We analyzed 4069 COVID-19 patients between January and June 2020 in South Korea, classified into four groups according to metabolic health status and body mass index (BMI): metabolically healthy normal weight (MHNW), metabolically unhealthy normal weight (MUNW), metabolically healthy obesity (MHO), and metabolically unhealthy obesity (MUO). The primary outcome was a composite of intensive care unit (ICU) admission, invasive mechanical ventilation (IMV), extracorporeal membrane oxygenation (ECMO), and death. Multivariable Cox proportional hazard regression models were used to estimate the hazard ratio (HR) for the outcome.
The incidence rate (per 100 person-months) of critical COVID-19 was the lowest in the MHNW group (0.90), followed by the MHO (1.64), MUNW (3.37), and MUO (3.37) groups. Compared with MHNW, a significantly increased risk of critical COVID-19 was observed in MUNW (HR, 1.41; 95% CI, 1.01-1.98) and MUO (HR, 1.77; 95% CI, 1.39-2.44) but not in MHO (HR, 1.48; 95% CI, 0.98-2.23). The risk of ICU admission or IMV/ECMO was increased only in MUO; however, the risk of death was significantly higher in MUNW and MUO. The risk of critical COVID-19 increased insignificantly by 2% per 1 kg/m BMI increase but significantly by 13% per 1 metabolically unhealthy component increase, even after mutually adjusting for BMI and metabolic health status.
Metabolic health is more important to COVID-19 outcomes than obesity itself, suggesting that metabolic health status should be considered for a precise and tailored management of COVID-19 patients.
本研究旨在确定代谢健康受损和肥胖对重症新型冠状病毒肺炎(COVID-19)的相对和独立影响。
我们分析了 2020 年 1 月至 6 月期间韩国的 4069 例 COVID-19 患者,根据代谢健康状况和体重指数(BMI)将其分为四组:代谢健康正常体重(MHNW)、代谢不健康正常体重(MUNW)、代谢健康肥胖(MHO)和代谢不健康肥胖(MUO)。主要结局是重症监护病房(ICU)入院、有创机械通气(IMV)、体外膜氧合(ECMO)和死亡的复合结局。多变量 Cox 比例风险回归模型用于估计结局的风险比(HR)。

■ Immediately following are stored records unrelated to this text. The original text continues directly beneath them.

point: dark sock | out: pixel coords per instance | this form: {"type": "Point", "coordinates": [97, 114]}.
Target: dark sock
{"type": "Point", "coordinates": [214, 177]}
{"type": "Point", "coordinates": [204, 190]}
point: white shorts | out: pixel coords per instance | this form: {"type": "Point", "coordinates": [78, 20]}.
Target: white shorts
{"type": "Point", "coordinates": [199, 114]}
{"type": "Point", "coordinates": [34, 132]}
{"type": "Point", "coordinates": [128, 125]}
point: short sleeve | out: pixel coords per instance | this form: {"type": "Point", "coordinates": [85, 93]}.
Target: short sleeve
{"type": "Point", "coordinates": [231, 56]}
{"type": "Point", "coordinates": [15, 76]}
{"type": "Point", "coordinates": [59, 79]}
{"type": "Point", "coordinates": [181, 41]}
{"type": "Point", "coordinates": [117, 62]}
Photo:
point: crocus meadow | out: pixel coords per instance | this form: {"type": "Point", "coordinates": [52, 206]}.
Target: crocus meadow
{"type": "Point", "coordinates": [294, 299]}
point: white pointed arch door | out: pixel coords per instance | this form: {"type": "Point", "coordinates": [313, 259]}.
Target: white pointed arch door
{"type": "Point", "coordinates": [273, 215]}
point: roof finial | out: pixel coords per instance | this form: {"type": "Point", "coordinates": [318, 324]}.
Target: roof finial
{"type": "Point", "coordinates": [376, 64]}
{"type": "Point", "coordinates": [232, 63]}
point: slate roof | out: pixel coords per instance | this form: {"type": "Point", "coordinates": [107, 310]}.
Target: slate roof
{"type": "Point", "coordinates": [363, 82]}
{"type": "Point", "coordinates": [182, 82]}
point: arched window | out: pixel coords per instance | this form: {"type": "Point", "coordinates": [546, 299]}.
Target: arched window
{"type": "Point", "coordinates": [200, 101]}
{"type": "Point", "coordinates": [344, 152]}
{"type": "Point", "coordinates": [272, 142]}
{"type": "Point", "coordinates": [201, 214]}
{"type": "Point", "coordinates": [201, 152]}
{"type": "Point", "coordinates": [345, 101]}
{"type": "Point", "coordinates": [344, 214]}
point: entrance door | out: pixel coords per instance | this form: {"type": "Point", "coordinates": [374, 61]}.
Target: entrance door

在 MHNW 组,重症 COVID-19 的发生率(每 100 人月)最低(0.90),其次是 MHO(1.64)、MUNW(3.37)和 MUO(3.37)组。与 MHNW 相比,MUNW(HR,1.41;95%CI,1.01-1.98)和 MUO(HR,1.77;95%CI,1.39-2.44)发生重症 COVID-19 的风险显著增加,但 MHO 组(HR,1.48;95%CI,0.98-2.23)并非如此。只有 MUO 组 ICU 入院或 IMV/ECMO 的风险增加,而 MUNW 和 MUO 组的死亡风险显著更高。BMI 每增加 1kg/m2,重症 COVID-19 的风险增加 2%,但代谢不健康成分每增加 1 个,风险增加 13%,即使在相互调整 BMI 和代谢健康状况后也是如此。
代谢健康对 COVID-19 结局的重要性超过肥胖本身,这表明代谢健康状况应考虑用于 COVID-19 患者的精准和定制化管理。